Split happens in places which matches regex passed as argument. You need to know that if split happens ONE thing becomes TWO things. Always. There is no exception.
You can doubt it because of instance "abc".split("c")
returns array with one element ["ab"]
but that is because this version of split
also automatically removes trailing empty strings from array before returning it.
In other words "abc".split("c")
- creates
["ab",""]
array (yes there is empty string which is result of splitting "abc"
on c
),
- removes trailing empty strings
- returns as result array without those empty strings at the end so now it returns
["ab"]
Another example would be splitting "abc"
on "a"
. Since a
is present at start you will get ["", "bc"]
.
But splitting on empty String is little bit more tricky, because empty string is before and after each characters. I will mark them using pipe |
.
So empty Strings in "abc"
can be found at these positions "|a|b|c|"
which means that when you split "abc"
on ""
- this method (at first) produces array
["", "a", "b", "c", ""]
- and later removes trailing empty strings
That is why "abc".split("")
returns as result array ["", "a", "b", "c"]
(this should answer your question 1).
But what if we want to prevent first empty string (the one at start) from being matched by split method? In other words what if we don't want to split on
"|a|b|c|"
but only on
"a|b|c|"
We can do it in few ways.
- We can try to create regex which will match these whatspaces which have any character before them like
a|
b|
c|
.
- We can also say that we want to split on whatspaces that do not have start of string before them.

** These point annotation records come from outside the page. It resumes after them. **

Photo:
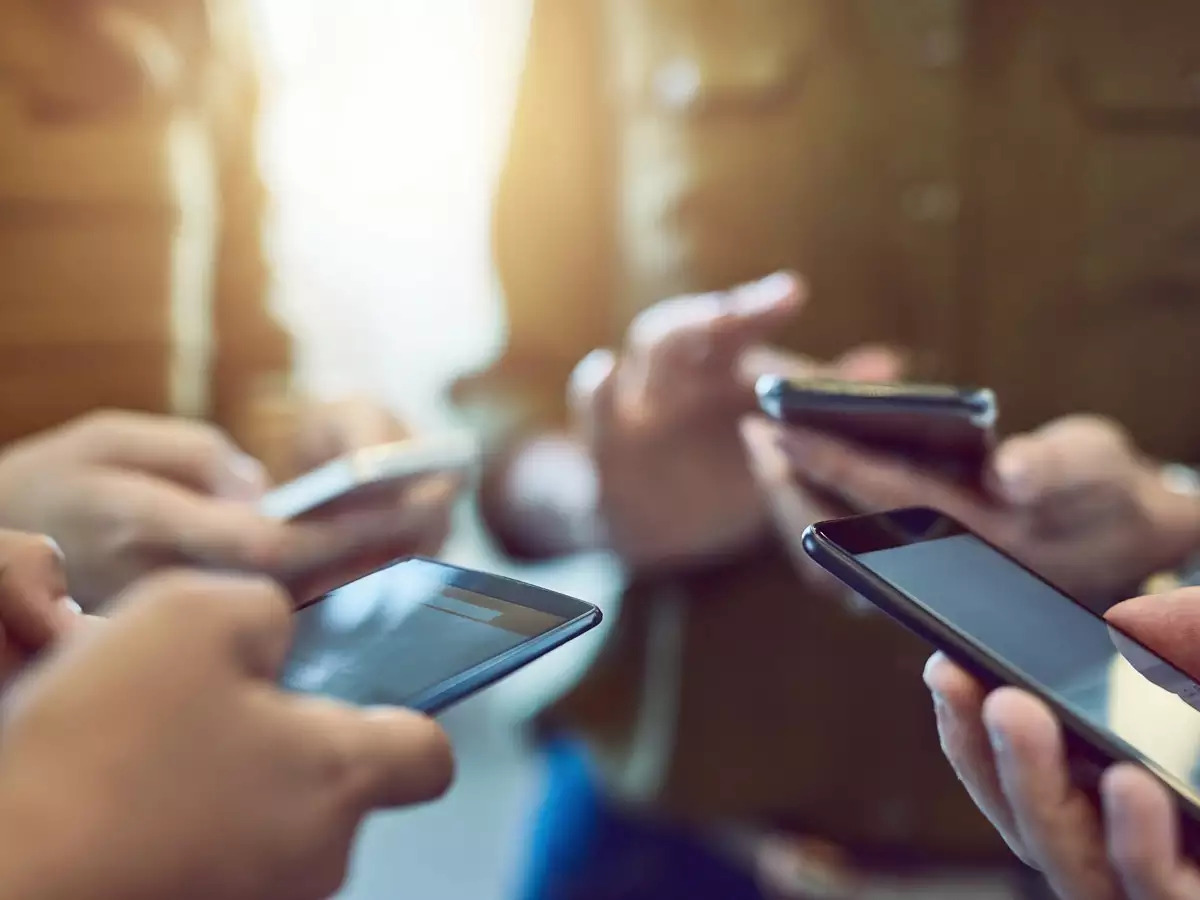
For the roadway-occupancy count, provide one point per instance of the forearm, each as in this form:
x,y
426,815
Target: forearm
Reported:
x,y
543,498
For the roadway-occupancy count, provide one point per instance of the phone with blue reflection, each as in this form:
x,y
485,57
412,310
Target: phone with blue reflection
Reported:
x,y
1117,699
426,635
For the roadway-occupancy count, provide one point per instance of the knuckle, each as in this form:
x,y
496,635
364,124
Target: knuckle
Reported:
x,y
437,756
31,551
210,447
102,421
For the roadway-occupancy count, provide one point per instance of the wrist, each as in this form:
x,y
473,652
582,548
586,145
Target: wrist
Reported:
x,y
35,863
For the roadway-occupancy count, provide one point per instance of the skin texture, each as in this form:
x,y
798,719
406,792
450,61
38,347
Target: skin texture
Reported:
x,y
155,753
125,495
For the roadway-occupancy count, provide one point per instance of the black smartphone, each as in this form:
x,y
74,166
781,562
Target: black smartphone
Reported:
x,y
371,472
953,429
1117,700
426,635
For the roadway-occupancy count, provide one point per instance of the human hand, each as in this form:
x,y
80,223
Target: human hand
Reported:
x,y
1074,501
126,495
155,756
35,607
660,420
1011,755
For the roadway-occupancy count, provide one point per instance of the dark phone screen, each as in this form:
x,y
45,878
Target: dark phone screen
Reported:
x,y
397,634
1097,672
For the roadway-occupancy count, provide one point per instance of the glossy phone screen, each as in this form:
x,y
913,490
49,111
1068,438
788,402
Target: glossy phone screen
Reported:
x,y
1065,649
400,636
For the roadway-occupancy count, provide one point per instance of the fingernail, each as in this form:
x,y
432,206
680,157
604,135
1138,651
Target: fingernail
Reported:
x,y
247,478
433,493
765,294
69,612
1013,473
54,546
997,741
928,672
763,448
592,371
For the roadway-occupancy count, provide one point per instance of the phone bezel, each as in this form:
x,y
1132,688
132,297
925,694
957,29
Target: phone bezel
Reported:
x,y
579,617
778,396
1092,747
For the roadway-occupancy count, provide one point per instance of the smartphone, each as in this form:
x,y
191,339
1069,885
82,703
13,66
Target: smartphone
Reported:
x,y
1117,700
945,426
426,635
369,472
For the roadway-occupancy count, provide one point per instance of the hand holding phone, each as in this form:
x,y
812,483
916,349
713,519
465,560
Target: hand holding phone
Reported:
x,y
371,475
1073,499
425,635
1119,701
940,426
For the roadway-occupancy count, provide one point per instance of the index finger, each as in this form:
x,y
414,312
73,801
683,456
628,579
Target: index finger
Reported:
x,y
249,616
1068,453
958,705
33,589
690,347
873,481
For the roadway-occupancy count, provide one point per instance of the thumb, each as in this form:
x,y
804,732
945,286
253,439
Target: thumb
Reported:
x,y
396,757
1068,453
871,363
192,454
592,395
1169,624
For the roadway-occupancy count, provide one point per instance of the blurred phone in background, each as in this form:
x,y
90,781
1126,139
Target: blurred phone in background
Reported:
x,y
372,474
947,427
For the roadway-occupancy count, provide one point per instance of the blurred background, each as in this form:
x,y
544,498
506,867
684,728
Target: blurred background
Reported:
x,y
1003,197
384,271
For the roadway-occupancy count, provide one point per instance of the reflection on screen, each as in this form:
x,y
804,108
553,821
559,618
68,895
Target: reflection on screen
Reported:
x,y
1097,672
393,636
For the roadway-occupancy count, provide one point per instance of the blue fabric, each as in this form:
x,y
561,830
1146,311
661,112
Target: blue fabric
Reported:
x,y
585,849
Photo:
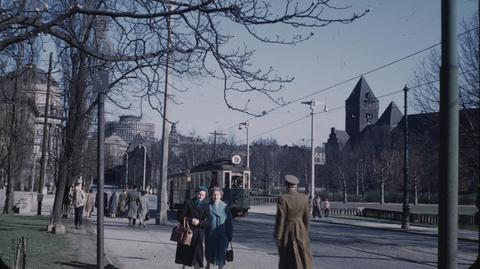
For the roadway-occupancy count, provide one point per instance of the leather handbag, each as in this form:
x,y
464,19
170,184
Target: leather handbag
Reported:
x,y
229,254
182,233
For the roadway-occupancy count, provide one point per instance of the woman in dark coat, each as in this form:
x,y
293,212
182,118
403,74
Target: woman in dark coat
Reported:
x,y
220,232
197,214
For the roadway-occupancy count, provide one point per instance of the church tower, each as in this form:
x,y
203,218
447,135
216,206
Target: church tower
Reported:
x,y
361,108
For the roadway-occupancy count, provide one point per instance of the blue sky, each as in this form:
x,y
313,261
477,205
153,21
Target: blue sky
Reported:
x,y
392,30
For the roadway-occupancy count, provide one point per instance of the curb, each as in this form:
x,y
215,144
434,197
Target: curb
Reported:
x,y
395,230
107,257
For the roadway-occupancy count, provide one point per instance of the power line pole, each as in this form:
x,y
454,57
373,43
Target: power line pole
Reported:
x,y
449,127
102,88
43,158
215,133
162,192
247,165
312,184
406,206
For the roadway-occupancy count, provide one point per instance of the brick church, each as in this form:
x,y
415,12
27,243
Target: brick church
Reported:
x,y
368,156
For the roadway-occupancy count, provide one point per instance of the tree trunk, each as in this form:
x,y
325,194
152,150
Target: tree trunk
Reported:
x,y
382,191
415,193
363,188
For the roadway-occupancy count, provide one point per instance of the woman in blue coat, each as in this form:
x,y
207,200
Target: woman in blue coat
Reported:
x,y
195,212
220,232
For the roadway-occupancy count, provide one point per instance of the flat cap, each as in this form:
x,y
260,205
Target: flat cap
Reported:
x,y
292,179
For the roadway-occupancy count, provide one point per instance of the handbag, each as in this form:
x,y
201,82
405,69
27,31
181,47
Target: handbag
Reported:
x,y
182,233
229,254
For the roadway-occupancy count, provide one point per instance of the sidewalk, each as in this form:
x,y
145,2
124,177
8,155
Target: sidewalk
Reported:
x,y
150,247
270,209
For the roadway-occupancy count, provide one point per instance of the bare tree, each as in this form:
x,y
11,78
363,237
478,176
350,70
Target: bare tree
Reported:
x,y
427,97
137,30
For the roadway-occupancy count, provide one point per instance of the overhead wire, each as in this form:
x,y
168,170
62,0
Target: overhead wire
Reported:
x,y
267,112
343,106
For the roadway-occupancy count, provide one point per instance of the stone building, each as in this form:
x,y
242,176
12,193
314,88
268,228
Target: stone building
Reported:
x,y
372,153
30,101
129,126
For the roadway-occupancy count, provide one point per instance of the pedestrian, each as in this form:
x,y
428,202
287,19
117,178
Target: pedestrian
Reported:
x,y
112,204
316,206
79,199
122,203
89,203
220,232
291,228
197,214
142,208
326,209
105,203
132,202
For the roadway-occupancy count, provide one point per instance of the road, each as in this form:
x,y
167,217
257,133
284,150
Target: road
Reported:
x,y
333,246
342,246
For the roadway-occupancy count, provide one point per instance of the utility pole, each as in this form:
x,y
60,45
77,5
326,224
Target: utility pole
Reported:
x,y
126,170
247,165
406,206
215,133
449,127
144,164
43,158
103,77
312,184
162,193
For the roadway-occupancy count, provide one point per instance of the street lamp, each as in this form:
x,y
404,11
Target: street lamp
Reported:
x,y
248,146
312,184
126,170
144,163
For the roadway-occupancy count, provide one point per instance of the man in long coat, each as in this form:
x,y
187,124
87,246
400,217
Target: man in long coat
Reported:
x,y
291,228
132,201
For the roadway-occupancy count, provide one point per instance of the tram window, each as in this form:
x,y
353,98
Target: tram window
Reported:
x,y
213,180
227,180
237,181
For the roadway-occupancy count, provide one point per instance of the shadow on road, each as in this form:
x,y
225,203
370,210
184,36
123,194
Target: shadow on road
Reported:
x,y
75,264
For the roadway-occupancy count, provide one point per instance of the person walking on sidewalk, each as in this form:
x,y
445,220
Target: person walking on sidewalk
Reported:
x,y
197,215
122,203
89,203
326,208
291,228
79,199
220,232
142,208
132,201
316,206
112,204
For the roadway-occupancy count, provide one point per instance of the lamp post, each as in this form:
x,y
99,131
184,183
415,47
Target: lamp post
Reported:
x,y
144,163
248,146
126,169
312,184
406,207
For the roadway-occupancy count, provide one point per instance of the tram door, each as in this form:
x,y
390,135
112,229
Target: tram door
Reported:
x,y
172,185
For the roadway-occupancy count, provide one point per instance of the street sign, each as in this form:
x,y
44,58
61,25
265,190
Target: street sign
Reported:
x,y
236,159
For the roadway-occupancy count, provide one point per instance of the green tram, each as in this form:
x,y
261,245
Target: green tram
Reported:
x,y
233,179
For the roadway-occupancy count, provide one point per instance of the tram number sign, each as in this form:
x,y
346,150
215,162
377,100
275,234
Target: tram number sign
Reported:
x,y
236,159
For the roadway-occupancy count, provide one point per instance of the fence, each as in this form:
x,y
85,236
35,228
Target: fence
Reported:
x,y
256,200
431,219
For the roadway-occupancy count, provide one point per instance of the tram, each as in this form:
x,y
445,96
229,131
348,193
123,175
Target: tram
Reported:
x,y
223,173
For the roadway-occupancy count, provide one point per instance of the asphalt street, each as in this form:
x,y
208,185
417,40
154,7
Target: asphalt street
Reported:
x,y
333,246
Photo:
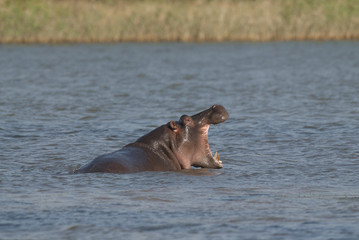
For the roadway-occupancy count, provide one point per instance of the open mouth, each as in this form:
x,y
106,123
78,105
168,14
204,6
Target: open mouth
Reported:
x,y
215,157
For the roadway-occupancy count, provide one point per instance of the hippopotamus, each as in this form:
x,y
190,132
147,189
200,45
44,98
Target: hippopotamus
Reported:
x,y
174,146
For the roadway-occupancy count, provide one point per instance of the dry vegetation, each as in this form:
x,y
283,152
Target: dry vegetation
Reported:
x,y
174,20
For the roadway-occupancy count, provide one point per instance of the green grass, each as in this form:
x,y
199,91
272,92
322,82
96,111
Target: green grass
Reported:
x,y
47,21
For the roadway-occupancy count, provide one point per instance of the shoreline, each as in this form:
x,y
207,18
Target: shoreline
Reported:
x,y
112,21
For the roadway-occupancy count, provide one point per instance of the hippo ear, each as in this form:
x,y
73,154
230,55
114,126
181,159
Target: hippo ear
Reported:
x,y
173,125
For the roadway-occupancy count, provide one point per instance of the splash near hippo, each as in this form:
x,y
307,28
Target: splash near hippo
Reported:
x,y
173,146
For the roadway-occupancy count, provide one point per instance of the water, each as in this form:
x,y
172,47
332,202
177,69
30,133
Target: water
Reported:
x,y
289,149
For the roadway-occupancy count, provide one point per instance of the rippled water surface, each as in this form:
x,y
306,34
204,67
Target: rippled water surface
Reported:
x,y
290,148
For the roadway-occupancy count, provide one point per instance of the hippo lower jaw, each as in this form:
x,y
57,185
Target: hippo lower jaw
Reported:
x,y
209,160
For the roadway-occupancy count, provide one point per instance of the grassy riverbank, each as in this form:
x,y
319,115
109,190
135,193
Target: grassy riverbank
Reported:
x,y
44,21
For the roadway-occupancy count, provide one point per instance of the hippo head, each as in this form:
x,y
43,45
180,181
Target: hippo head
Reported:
x,y
190,138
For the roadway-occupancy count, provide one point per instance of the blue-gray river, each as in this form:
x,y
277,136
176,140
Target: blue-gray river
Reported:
x,y
290,148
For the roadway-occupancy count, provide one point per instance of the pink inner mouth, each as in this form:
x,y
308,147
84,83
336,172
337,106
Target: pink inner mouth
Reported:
x,y
204,131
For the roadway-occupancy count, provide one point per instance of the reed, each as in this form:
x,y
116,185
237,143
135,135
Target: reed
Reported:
x,y
56,21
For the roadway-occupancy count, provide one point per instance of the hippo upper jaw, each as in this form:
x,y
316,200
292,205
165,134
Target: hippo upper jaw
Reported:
x,y
214,115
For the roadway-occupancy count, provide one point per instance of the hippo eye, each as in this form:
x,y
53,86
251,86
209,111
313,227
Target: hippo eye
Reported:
x,y
187,120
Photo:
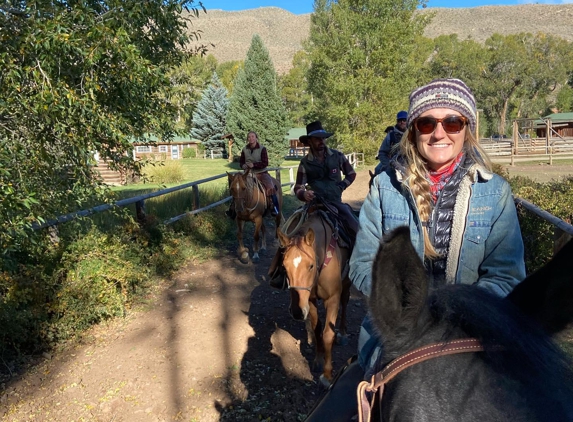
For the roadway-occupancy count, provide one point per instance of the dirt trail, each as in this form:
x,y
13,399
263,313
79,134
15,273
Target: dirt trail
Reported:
x,y
216,344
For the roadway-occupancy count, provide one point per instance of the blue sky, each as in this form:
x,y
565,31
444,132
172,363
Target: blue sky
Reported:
x,y
305,6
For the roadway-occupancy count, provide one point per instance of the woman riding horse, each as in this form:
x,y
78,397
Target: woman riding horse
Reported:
x,y
254,157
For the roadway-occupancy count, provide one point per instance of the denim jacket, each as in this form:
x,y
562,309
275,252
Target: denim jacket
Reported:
x,y
486,247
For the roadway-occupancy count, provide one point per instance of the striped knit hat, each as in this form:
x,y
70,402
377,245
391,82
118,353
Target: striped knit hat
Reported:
x,y
443,93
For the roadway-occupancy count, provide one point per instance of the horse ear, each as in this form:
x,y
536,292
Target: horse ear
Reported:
x,y
309,237
283,238
399,285
547,294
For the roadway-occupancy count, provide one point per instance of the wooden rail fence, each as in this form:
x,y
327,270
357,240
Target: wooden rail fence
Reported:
x,y
562,229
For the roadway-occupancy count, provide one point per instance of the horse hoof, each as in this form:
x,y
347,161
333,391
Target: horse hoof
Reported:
x,y
324,381
318,366
341,340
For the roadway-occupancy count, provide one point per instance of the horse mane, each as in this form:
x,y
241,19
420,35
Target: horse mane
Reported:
x,y
499,325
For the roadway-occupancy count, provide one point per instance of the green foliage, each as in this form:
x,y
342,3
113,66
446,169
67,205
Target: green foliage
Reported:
x,y
77,80
294,92
165,172
210,116
189,153
256,105
228,73
512,76
90,275
188,80
554,197
564,101
96,277
361,72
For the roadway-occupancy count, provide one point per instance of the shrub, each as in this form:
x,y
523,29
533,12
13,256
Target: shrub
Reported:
x,y
553,197
97,276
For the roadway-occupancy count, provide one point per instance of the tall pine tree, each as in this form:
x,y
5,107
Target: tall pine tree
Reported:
x,y
210,116
256,105
363,66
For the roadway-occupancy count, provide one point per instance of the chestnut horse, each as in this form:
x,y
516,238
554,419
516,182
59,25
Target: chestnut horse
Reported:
x,y
251,205
316,268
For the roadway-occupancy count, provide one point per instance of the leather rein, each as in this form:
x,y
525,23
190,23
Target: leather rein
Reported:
x,y
469,345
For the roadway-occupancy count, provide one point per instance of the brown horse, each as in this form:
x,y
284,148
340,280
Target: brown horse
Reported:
x,y
316,268
251,205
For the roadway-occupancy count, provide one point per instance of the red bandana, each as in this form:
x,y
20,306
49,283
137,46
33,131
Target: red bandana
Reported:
x,y
438,179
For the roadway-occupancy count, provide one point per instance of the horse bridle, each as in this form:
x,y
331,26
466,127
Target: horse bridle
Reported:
x,y
469,345
243,197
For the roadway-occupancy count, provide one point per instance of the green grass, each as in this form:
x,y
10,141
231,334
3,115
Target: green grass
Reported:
x,y
197,169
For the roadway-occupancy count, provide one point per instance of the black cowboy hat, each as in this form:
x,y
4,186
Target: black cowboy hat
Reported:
x,y
314,129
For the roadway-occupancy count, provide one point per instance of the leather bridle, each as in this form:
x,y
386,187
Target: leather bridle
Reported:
x,y
421,354
330,251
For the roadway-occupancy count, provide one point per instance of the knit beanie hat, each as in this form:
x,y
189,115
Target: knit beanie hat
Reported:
x,y
443,93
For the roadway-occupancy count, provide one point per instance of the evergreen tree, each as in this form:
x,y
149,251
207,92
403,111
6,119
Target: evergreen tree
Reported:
x,y
210,116
293,89
363,66
256,105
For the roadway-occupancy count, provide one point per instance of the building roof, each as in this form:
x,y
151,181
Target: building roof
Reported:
x,y
155,140
296,132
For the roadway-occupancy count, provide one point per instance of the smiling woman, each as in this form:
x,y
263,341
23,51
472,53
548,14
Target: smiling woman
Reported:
x,y
460,215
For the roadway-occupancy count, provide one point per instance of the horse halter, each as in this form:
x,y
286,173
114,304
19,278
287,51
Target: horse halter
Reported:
x,y
468,345
308,289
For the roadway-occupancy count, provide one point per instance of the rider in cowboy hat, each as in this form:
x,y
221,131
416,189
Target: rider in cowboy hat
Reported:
x,y
320,174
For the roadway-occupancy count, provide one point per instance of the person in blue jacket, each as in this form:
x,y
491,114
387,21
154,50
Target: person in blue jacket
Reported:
x,y
461,216
389,144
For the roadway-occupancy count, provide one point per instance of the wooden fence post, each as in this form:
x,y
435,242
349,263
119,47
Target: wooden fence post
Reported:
x,y
195,189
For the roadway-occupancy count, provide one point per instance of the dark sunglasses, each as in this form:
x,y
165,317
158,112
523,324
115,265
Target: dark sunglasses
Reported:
x,y
451,124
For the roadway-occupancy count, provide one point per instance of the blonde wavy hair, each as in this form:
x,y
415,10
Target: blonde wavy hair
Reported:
x,y
416,180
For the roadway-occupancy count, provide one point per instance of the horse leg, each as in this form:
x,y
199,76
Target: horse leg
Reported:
x,y
341,337
259,230
242,251
331,305
315,330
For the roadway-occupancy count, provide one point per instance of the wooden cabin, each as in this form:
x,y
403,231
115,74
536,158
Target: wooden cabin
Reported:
x,y
161,150
559,125
296,148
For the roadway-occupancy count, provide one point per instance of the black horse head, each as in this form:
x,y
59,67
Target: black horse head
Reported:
x,y
520,376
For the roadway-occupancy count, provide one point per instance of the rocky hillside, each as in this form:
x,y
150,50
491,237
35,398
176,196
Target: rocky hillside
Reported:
x,y
283,32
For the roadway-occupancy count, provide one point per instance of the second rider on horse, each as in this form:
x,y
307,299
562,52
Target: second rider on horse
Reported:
x,y
319,177
255,157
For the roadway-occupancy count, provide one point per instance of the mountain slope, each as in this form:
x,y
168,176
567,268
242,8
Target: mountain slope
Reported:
x,y
283,32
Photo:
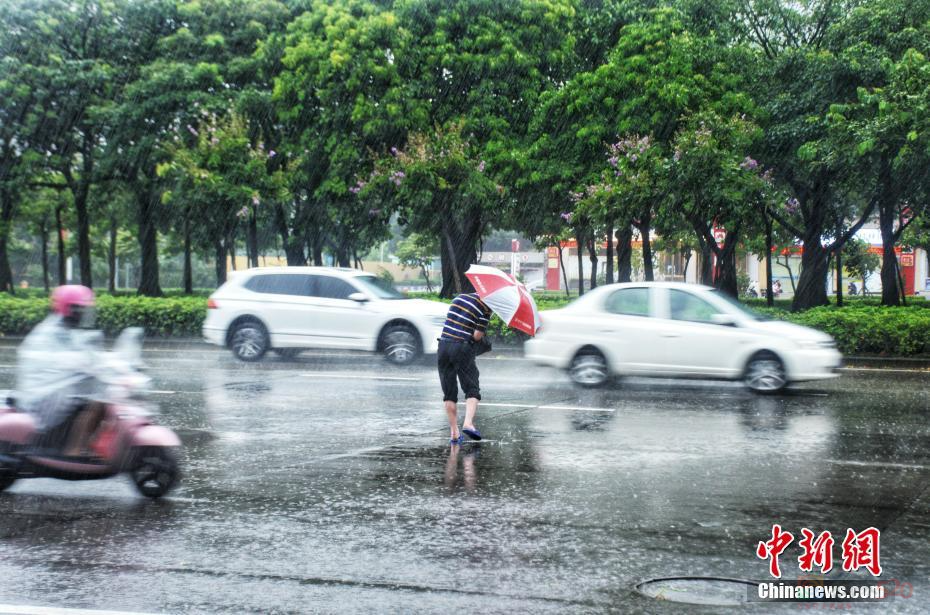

To create such regexes we will need look-around mechanisms.
- To say empty Stirng just use
""
- To say that something needs to have something else before it we can use positive-look-behind
(?<=.)
.
If we will combine previous two pints: "(?<=.)"
and ""
we will get "(?<=.)"+""
which is simply "(?<=.)"
so "abc".split("(?<=.)")
should split only on these empty strings which are preceded by any character (in regex represented by dot .
).
To say that something can't stay at start of the string we can use negative-look-behind (?<!...)
and ^
which represents start of the string. So (?<!^)
represents condition "has no beginning of string before it". That is why "(?<!^)
cant match this white space
↓
"|a|b|c|"
since it has start of the string before it.
Actually there is also one special case which is main point of your question (?!^)
which means negative-look-ahead. This regex describes empty string which do not have start of the string after it. It is kind of unintuitive, because previously we assumed that start of the string (represented by ^
) is placed here
↓
"^|a|b|c|"
but now it looks like it is here:
↓
"|^a|b|c|"
So what is going on? How does it works?
As I told earlier splitting on empty strings is tricky. To understand this you need to take a look at string without marked empty strings and you will see that start of the string is here
↓
"^abc"
In other words, regex also considers place right before first character (in our case "a"
) as its start, so
↓
"|^a|b|c|"
makes also sense and is valid, which is why (?!^)
is able to see this empty string
↓
"|^a|b|c|"
as right before start of the string and will not accept it as valid place to split.
ANYWAY Since this was causing confusion for developers who ware not very familiar with regex, from Java 8 we don't have to use trick with (?<=.)
or (?<!^)
or (?!^)
to avoid creating empty string at the beginning, because as described in this question
Why in Java 8 split sometimes removes empty strings at start of result array?
it automatically removes empty string at start of generated array as long regex used in split
represents zero-length string (like empty string), so you now will be able to use "abc".split("")
and get as result ["a", "b", "c"]
.